Using evidence and not ideology as their guide, officials in these countries don’t hesitate to recommend sex-specific solutions. The British Parliamentary Boys' Reading Commission urges, “Every teacher should have an up-to-date knowledge of reading material that will appeal to disengaged boys.” A Canadian report on improving boys’ literacy recommends active classrooms “that capitalize on the boys’ spirit of competition”— games, contests, debates. An Australian study found that adolescent males, across racial and socioeconomic lines, shared a common complaint, “School doesn’t offer the courses that most boys want to do, mainly courses and course work that prepare them for employment.”This tracks the "Gendertopia" hypothetical I use in my Constitutional Law II class when I teach about Equal Protection and classification by sex. And it ties to the topic, raised in the previous post, about schools using nonfiction books to teach reading, an issue I tied to the boys-falling-behind problem here.
Hoff Sommers stresses recognizing the differences between boys and girls and taking steps to help boys (which of course lights a fire under those who've argued that girls have been held back and if anyone's going to get special help, it should be girls). I recommend avoiding all that drama and ideological struggle by embracing what are, after all, the best American values. We don't need to follow Britain and Canada. We should forefront individuality, autonomy, and freedom.
How? Have a variety of schools, built on different learning models that are built on preferences that relate to things that could be portrayed as stereotypically male and stereotypically female, but don't talk about how the learning styles are male or female, and don't bias the individual children and their parents to match the boys to the boy style and girls to the girl style. Give them choice and freedom. If your son or daughter wants to learn how to read with science books, to experience a teaching method built on games, contests, and debates, and to figure out how things work by taking them apart and putting them back together, he or she could pick the school that works like that. And there's an equivalent school — perhaps with the cooperative projects and long periods of quiet reading — that can be chosen by boys and girls who flourish in that environment.

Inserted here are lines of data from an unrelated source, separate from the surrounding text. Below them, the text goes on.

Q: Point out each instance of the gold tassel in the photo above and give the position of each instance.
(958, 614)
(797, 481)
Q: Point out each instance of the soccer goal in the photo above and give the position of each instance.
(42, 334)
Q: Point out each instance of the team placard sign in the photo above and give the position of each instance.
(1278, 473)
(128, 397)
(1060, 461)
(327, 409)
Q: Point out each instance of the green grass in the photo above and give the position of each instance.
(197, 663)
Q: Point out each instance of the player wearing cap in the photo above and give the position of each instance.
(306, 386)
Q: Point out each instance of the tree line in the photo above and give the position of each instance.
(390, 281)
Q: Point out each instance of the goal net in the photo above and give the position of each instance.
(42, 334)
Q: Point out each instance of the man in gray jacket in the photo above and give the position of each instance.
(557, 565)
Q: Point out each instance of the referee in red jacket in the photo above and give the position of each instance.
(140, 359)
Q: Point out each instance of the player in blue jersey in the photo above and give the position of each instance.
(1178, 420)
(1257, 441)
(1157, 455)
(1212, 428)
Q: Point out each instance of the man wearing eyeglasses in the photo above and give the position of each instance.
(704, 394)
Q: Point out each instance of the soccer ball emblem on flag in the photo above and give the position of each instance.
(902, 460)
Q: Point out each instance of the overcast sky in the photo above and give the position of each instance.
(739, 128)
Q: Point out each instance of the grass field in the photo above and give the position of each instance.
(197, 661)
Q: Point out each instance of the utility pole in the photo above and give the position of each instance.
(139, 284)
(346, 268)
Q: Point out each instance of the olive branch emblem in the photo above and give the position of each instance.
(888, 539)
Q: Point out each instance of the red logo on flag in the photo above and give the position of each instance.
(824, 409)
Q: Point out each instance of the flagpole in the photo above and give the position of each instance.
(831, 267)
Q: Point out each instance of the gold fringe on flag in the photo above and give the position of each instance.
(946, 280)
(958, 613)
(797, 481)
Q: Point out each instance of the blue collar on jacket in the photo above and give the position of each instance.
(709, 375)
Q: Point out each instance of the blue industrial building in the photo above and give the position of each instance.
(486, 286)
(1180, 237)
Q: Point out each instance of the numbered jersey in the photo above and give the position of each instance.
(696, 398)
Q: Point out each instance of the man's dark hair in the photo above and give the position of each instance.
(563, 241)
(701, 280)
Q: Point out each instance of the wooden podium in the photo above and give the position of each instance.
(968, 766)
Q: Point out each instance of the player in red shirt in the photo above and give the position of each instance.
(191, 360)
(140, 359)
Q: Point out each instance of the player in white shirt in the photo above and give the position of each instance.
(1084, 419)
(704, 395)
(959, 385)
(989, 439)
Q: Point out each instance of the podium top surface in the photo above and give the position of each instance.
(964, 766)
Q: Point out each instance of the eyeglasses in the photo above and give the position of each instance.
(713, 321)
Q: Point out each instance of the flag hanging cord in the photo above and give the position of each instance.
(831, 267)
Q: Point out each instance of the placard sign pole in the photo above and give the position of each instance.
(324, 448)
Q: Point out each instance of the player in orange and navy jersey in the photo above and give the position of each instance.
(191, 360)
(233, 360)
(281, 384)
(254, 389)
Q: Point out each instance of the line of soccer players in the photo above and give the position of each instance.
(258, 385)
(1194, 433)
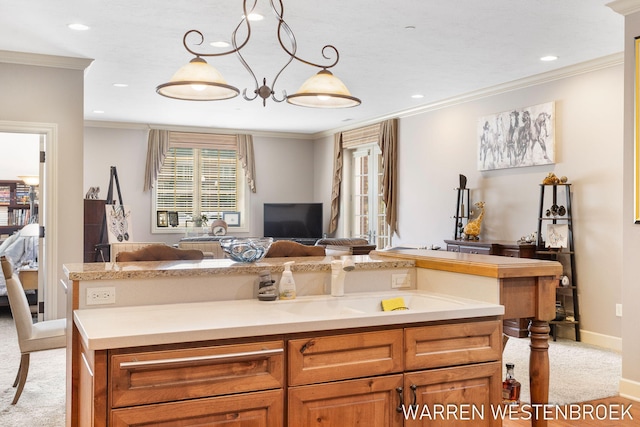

I realize that I'm being stereotypically feminine in wanting to move forward in a way that makes everyone happy and avoids discord, but I'm sure that the schoolchild version of me would pick the school built on the stereotypically male learning model. Don't dissuade girls like the young me from going to that school by calling attention to it as a solution for the problems of boys. And don't propagate the idea that boys are a problem, that masculinity is a disease! That's all so unnecessary, and it's offensive to the core American values of individuality and freedom.
I know Christina Hoff Sommers is trying to stir us up and we need to rouse ourselves, but once roused, people will fight, so let's have some impressive harmony-enhancing solutions at hand.